Saturday, June 23, 2007

This is the Land of Water and Trees




This is Six Rivers’ country, crisscrossed by wild and scenic rivers that sometimes flood and fill in huge valleys. There are signs next to the highway going south marking the height of the water in the ’64 flood. If you stand with your back to the sign looking straight out across to the other side far, far away, it is unimaginable that the tidy little river below could have ever spilled over with that much water, that its banks could have extended that far and that high..

That’s the river where we went again to swim. Hot enough there to sunburn if you’re not careful. After a childhood and adolescence spent exposing my redhead skin to way too much blistering sun – and being forever blistered and peeling – I throw my towel down in the shade, and baste myself at regular intervals with industrial strength sunscreen. Again we make our way gingerly along the rocky beach to the water. It’s warmer than it was on our first visit, the river is lower and already has some bits of algae floating around on top of the water. But it is still like a wonderful baptism – the holiest water I know, surrounded by the cathedral of trees.

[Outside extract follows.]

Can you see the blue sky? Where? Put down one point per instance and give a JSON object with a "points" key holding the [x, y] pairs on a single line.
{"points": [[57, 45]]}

“They” keep trying to buy up our water and ship it away – to central California – or on down to Los Angeles. The last attempt was by a company that proposed to fill up huge plastic containers that would be towed down south behind some sort of big barge – like pulling giant water balloons. They were blown out of the water by a storm of protest and opposition. That was followed by the usual cries of “you stupid, reactionary, anti-progressive, backwater imbeciles!” from our local business visionaries. The same thing happened when WalMart proposed to build here. Even the mighty Wally decided it had run up against an immovable objection, or at least too problematic for the time being. We like our backwater too.